Juanmac
Juanmac

Reputation: 35

How does the all function work in R using two expressions?

I have an issue with the all function in R.

let a and b two vectors:

a <- c(Inf,0)

b <- c(1,0)

When I try to evaluate the expression all(a==b) the function returns FALSE, is OK, if it is evaluated the expression all(a==Inf) the function returns FALSE, so far all is working OK, but if I try to evaluate the expression all((a==b) | (a==Inf)) the function returns TRUE.

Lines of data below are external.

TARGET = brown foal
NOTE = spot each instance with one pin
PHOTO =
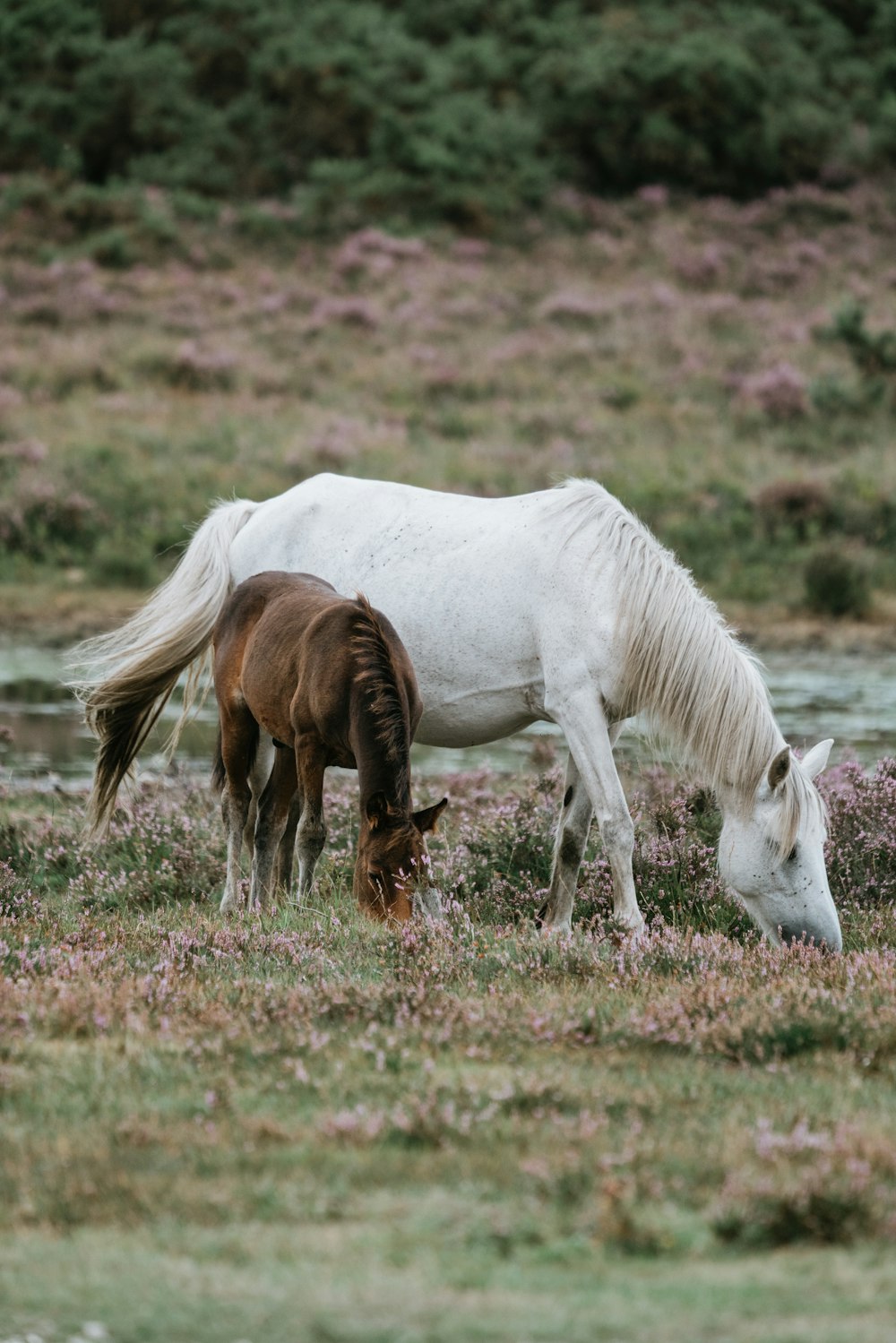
(330, 680)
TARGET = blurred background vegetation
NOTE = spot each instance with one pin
(473, 246)
(465, 110)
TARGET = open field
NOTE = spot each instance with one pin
(702, 358)
(306, 1125)
(312, 1127)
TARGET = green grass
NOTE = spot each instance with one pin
(131, 398)
(311, 1125)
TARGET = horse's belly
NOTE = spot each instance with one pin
(471, 720)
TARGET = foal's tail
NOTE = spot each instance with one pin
(124, 678)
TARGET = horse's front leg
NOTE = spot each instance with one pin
(591, 740)
(568, 849)
(311, 837)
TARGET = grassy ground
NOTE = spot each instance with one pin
(684, 355)
(312, 1127)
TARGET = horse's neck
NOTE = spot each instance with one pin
(699, 686)
(381, 769)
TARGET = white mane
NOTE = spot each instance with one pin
(683, 665)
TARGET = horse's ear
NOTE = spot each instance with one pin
(780, 769)
(376, 810)
(427, 818)
(815, 759)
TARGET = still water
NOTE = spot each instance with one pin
(43, 743)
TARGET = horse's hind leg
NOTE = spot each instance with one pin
(274, 809)
(238, 734)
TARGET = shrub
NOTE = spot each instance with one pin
(836, 584)
(463, 115)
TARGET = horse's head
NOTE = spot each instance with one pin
(392, 869)
(772, 855)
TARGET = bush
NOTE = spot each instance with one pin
(836, 584)
(466, 115)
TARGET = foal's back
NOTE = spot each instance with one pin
(284, 643)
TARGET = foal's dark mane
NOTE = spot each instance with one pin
(381, 681)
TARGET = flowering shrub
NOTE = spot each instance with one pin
(825, 1186)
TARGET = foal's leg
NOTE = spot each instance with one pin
(273, 814)
(285, 853)
(311, 762)
(238, 731)
(590, 740)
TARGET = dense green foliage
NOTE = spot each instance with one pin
(462, 110)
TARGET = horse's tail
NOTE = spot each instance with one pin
(124, 678)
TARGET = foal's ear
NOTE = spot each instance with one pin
(815, 759)
(427, 818)
(376, 810)
(780, 769)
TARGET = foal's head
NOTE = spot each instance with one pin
(392, 866)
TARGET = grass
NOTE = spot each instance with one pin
(312, 1125)
(685, 353)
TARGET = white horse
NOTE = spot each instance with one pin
(556, 606)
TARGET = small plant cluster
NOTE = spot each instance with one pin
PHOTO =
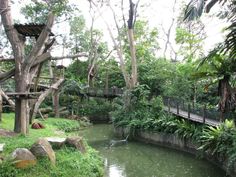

Could someone explain me why?

Upvotes: 2

Views: 46

Answers (2)

Waldi
Waldi

Reputation: 41240

The OR is done column wise:

a <- c(Inf,0)
b <- c(1,0)

(a==b) 
#> [1] FALSE  TRUE
(a==Inf)
#> [1] TRUE   FALSE
(a==Inf)|(a==b) 
#> [1] TRUE   TRUE

In each column there's a TRUE so each column is TRUE

Upvotes: 2

ThomasIsCoding
ThomasIsCoding

Reputation: 102251

When you type help("|"), you will see that | is element-wise OR.


In this case, given

> (a == b)
[1] FALSE  TRUE

> (a == Inf)
[1]  TRUE FALSE

the expression (a == b) | (a == Inf) is equivalent to

c(FALSE, TRUE) | c(TRUE, FALSE)

and the resultant logic array is c(TRUE, TRUE), which gives you TRUE when you apply all over it.